Many thanks to Jay for his kind letter and threes swipes with a wet noodle to the Pundit for inadvertently shutting Florida down too early.

The FDA has clearly not foreclosed the possibility that the tomatoes implicated in the outbreak could be from Florida, and so we will keep that possibility open.

When we look at the CDC map of the outbreak, it does seem to us that it is highly likely that Mexican tomatoes would be implicated:

Since mid-April, 145 persons infected with Salmonella Saintpaul with the same genetic fingerprint have been identified in 16 states: Arizona (12 persons), California (1), Colorado (1), Connecticut (1), Idaho (2), Illinois (17), Indiana (1), Kansas (3), New Mexico (39), Oklahoma (3), Oregon (2), Texas (56 persons), Utah (1), Virginia (2), Washington (1), and Wisconsin (3).

These were identified because clinical laboratories in all states send Salmonella strains from ill persons to their State public health laboratory for characterization.

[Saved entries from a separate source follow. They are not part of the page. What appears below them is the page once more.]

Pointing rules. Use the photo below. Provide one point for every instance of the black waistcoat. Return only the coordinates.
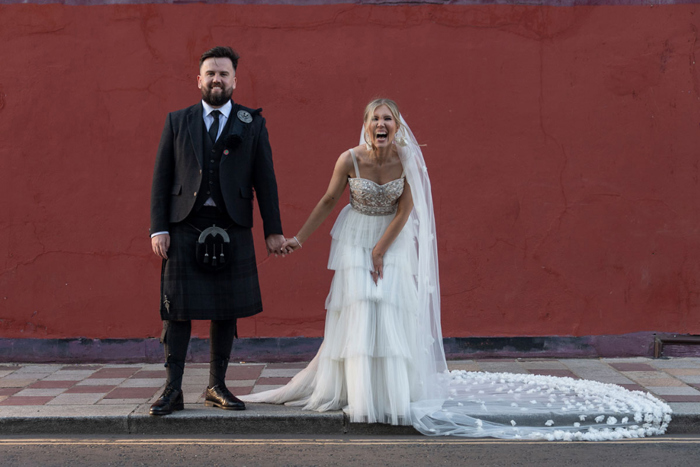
(211, 184)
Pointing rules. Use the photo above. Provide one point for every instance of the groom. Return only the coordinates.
(213, 158)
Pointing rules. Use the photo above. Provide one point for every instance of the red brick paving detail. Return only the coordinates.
(632, 367)
(114, 373)
(284, 366)
(244, 372)
(273, 380)
(89, 390)
(197, 365)
(51, 384)
(634, 387)
(554, 372)
(150, 374)
(132, 393)
(81, 367)
(9, 391)
(680, 398)
(26, 400)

Among the 73 persons who have been interviewed, illnesses began between April 16 and May 27, 2008. Patients range in age from 1 to 82 years; 49% are female. At least 23 persons were hospitalized. No deaths have been reported.

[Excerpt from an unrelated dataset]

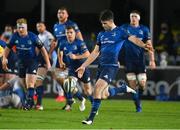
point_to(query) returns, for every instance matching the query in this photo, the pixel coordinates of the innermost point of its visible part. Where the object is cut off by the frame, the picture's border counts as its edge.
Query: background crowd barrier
(162, 84)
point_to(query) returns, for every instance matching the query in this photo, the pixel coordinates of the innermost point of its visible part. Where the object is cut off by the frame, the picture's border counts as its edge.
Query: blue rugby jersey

Although it is not definitive, please note that beside one person in Connecticut and two in Virginia — who all may be found to be travelers when this is all done — there is a small cluster in the Midwest and the vast majority of the cases from Texas west.

Nothing is impossible, but this would be an odd geographic dispersion pattern for a Florida-based outbreak, but would make perfect sense for a Mexico-based outbreak.

Jay is in an interesting position with his production bookending the US. After receiving Jay’s letter, we asked if he was still involved in Mexico, which we recalled from some years ago, and received this quick response:

Yes we are very involved in the greenhouse industry in Mexico. Red Zoo has ownership interests in nearly 40 acres in Veracruz, and independently controls and operates an additional 21 acres in the state of Jalisco.

As well as relationships where Red Zoo does the commercialization for other greenhouse growers in different regions in Mexico.

Our production is focused fully on unique specialty products: Baby Eggplant, Baby Seedless Cucumbers, and many, many specialty cherry & cocktail-sized tomatoes

We thank Jay for catching our mistake and trust we’ve clarified our position. We appreciate him keeping us on our toes.